Staffers and managers have this in common: They both have bosses. In organizations, everyone reports to someone. Even the CEO has a board to reckon with.
Relationships with those bosses are important, and most managers are “manageable” — if you care to invest the time and effort.
I hope you do.
Learn how to communicate with them, how they deal with stress — and what stress they’re under, what values matter most to them, what they’re highly skilled at and where they have gaps.
But most important, know Rule Number One. It’s pretty simple:
But what exactly does “no surprises” mean? In its simplest form, it means that if you have knowledge of something important — especially if it’s a problem — don’t keep it from your boss.
Managers don’t want to be blindsided by bad news. Not just because they’re embarrassed by it, but because they might have been able to do something about it had they known earlier. If it happened on their watch, it’s ultimately their mess. They’d rather deal with a broken faucet before it becomes a flood.

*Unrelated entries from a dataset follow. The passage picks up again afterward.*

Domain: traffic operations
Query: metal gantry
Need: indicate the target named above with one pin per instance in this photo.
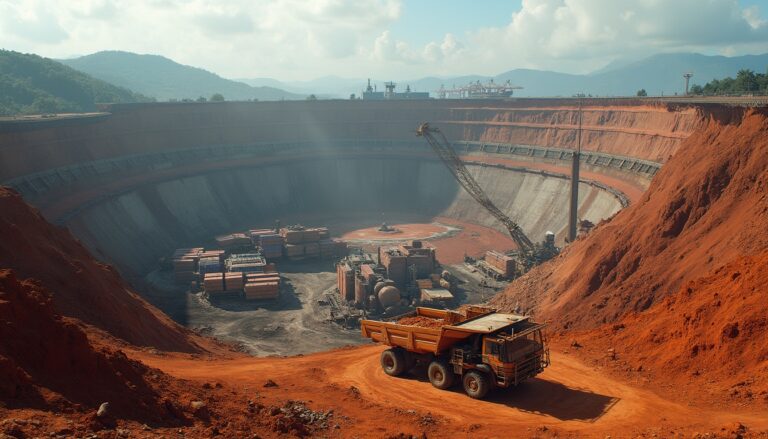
(442, 147)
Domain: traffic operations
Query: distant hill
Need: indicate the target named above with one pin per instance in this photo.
(30, 84)
(166, 79)
(657, 74)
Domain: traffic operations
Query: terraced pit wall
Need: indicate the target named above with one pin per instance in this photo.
(140, 180)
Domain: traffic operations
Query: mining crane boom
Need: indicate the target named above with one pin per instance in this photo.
(443, 148)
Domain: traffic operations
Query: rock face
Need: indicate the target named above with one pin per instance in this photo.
(680, 275)
(63, 361)
(81, 287)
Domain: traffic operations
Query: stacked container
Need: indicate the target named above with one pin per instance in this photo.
(210, 265)
(246, 263)
(262, 286)
(185, 262)
(213, 283)
(234, 281)
(504, 264)
(235, 240)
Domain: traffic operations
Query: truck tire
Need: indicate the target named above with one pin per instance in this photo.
(393, 362)
(410, 360)
(440, 374)
(476, 384)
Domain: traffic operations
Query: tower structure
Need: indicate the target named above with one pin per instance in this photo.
(687, 76)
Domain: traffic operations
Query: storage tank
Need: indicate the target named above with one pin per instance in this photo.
(389, 296)
(381, 284)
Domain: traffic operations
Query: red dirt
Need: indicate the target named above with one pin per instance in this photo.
(471, 240)
(82, 288)
(645, 287)
(422, 322)
(404, 232)
(675, 283)
(44, 357)
(707, 206)
(711, 334)
(651, 132)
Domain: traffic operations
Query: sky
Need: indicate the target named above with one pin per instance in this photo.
(294, 40)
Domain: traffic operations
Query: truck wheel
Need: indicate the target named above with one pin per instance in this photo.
(410, 360)
(476, 384)
(440, 374)
(392, 362)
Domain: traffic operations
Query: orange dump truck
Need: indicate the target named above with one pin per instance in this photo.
(484, 349)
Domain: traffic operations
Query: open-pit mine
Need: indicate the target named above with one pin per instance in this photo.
(111, 220)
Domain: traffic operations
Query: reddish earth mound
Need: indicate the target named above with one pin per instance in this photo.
(82, 288)
(713, 328)
(707, 206)
(44, 357)
(672, 289)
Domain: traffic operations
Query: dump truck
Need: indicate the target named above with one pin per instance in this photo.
(483, 349)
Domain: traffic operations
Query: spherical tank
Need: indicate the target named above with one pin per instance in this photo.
(389, 296)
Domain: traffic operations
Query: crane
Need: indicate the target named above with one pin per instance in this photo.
(443, 148)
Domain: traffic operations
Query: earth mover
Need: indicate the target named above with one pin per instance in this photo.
(484, 349)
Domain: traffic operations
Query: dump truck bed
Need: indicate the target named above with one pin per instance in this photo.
(435, 340)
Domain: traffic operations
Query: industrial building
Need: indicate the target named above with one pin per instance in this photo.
(400, 276)
(371, 94)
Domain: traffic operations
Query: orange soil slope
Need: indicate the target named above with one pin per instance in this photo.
(82, 288)
(44, 357)
(707, 206)
(672, 289)
(708, 339)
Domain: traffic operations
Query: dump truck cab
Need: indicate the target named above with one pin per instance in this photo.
(483, 348)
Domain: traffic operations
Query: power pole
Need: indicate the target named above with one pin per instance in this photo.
(573, 214)
(687, 76)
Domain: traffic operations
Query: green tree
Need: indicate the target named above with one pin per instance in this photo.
(746, 81)
(696, 89)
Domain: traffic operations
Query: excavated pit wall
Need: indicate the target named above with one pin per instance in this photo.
(144, 179)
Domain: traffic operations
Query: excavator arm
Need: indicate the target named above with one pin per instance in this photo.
(442, 147)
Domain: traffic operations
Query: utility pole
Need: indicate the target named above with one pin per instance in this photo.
(687, 76)
(573, 214)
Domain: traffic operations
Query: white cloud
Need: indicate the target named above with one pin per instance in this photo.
(580, 34)
(299, 39)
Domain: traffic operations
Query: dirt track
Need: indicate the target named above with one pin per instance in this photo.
(569, 396)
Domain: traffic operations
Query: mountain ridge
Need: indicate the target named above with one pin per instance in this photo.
(165, 79)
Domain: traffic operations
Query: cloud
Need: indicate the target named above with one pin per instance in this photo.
(29, 24)
(299, 39)
(568, 34)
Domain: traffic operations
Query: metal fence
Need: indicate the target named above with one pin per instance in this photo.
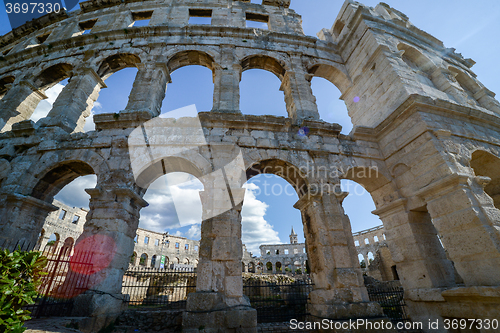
(67, 275)
(390, 296)
(155, 287)
(278, 300)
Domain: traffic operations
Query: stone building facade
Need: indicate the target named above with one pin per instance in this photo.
(425, 144)
(65, 223)
(372, 248)
(275, 258)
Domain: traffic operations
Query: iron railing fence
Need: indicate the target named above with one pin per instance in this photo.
(390, 296)
(156, 287)
(67, 275)
(279, 300)
(23, 245)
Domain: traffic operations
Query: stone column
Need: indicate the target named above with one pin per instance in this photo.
(109, 235)
(299, 98)
(486, 98)
(18, 104)
(415, 248)
(468, 223)
(339, 290)
(149, 88)
(218, 303)
(22, 218)
(227, 79)
(75, 102)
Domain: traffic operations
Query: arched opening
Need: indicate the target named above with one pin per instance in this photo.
(278, 267)
(191, 73)
(43, 108)
(4, 84)
(153, 261)
(371, 257)
(419, 65)
(327, 85)
(269, 267)
(259, 89)
(52, 75)
(133, 259)
(190, 85)
(119, 72)
(488, 165)
(361, 259)
(54, 240)
(69, 242)
(143, 260)
(51, 184)
(358, 205)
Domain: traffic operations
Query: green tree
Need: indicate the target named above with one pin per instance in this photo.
(20, 273)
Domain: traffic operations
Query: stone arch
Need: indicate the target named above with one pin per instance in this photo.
(69, 242)
(153, 260)
(4, 82)
(133, 259)
(279, 266)
(283, 169)
(143, 260)
(333, 73)
(486, 164)
(415, 59)
(52, 75)
(375, 180)
(54, 179)
(269, 266)
(469, 85)
(191, 57)
(116, 62)
(265, 62)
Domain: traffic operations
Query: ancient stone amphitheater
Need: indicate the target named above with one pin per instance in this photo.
(426, 145)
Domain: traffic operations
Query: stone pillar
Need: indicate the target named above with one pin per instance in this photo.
(75, 102)
(227, 79)
(415, 247)
(18, 104)
(339, 290)
(149, 88)
(218, 303)
(468, 223)
(299, 99)
(22, 218)
(109, 235)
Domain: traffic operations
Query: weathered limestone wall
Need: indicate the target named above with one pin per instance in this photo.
(425, 145)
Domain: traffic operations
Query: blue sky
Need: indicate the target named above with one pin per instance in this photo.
(472, 28)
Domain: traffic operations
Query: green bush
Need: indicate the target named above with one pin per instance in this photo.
(20, 273)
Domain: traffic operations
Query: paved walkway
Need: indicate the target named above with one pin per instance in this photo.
(50, 325)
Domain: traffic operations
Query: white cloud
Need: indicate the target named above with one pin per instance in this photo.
(194, 232)
(256, 230)
(45, 106)
(174, 206)
(74, 194)
(89, 121)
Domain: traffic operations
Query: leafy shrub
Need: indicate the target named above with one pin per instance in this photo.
(20, 273)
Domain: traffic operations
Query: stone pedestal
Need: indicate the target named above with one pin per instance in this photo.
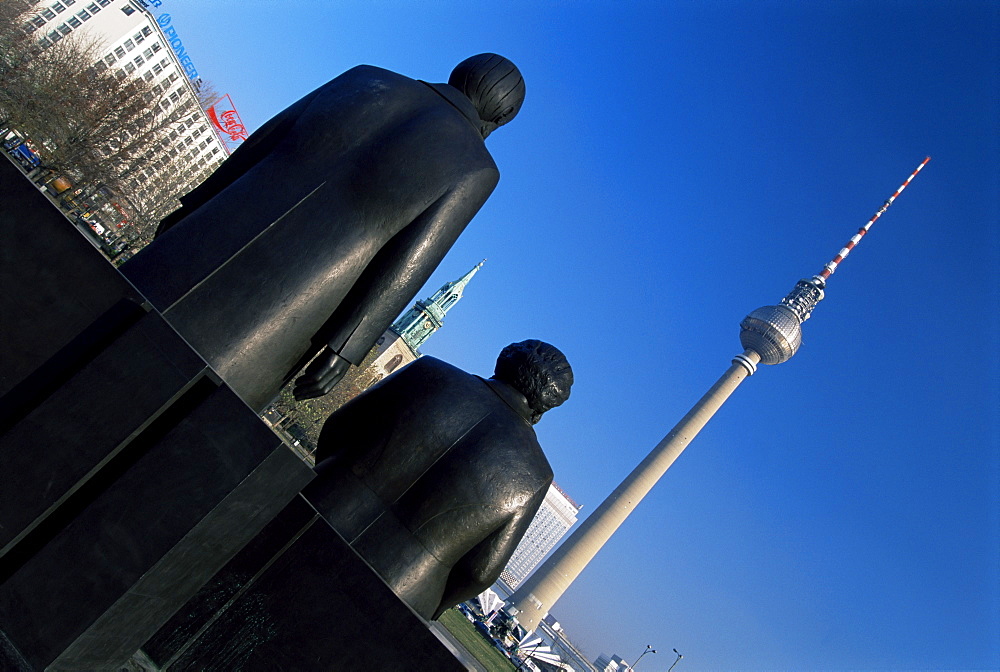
(298, 598)
(131, 474)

Even as I say that, I also remind bosses that how they respond to bad news can affect peoples’ comfort in sharing it with them. Managers who are screamers and scapegoaters drive problems underground. Managers with a track record of inaction on known issues cause people to give up believing their alerts would make any difference.
So, be the manager who is willing to examine the reasons behind problems and work with staff on solutions. Yes, hold people accountable in reasonable, rational ways. Do it by exploring, not exploding. Your staff will follow Rule Number One if you make it smart and safe for them to do so.
And you just might live happily ever after in the Land of No Surprises.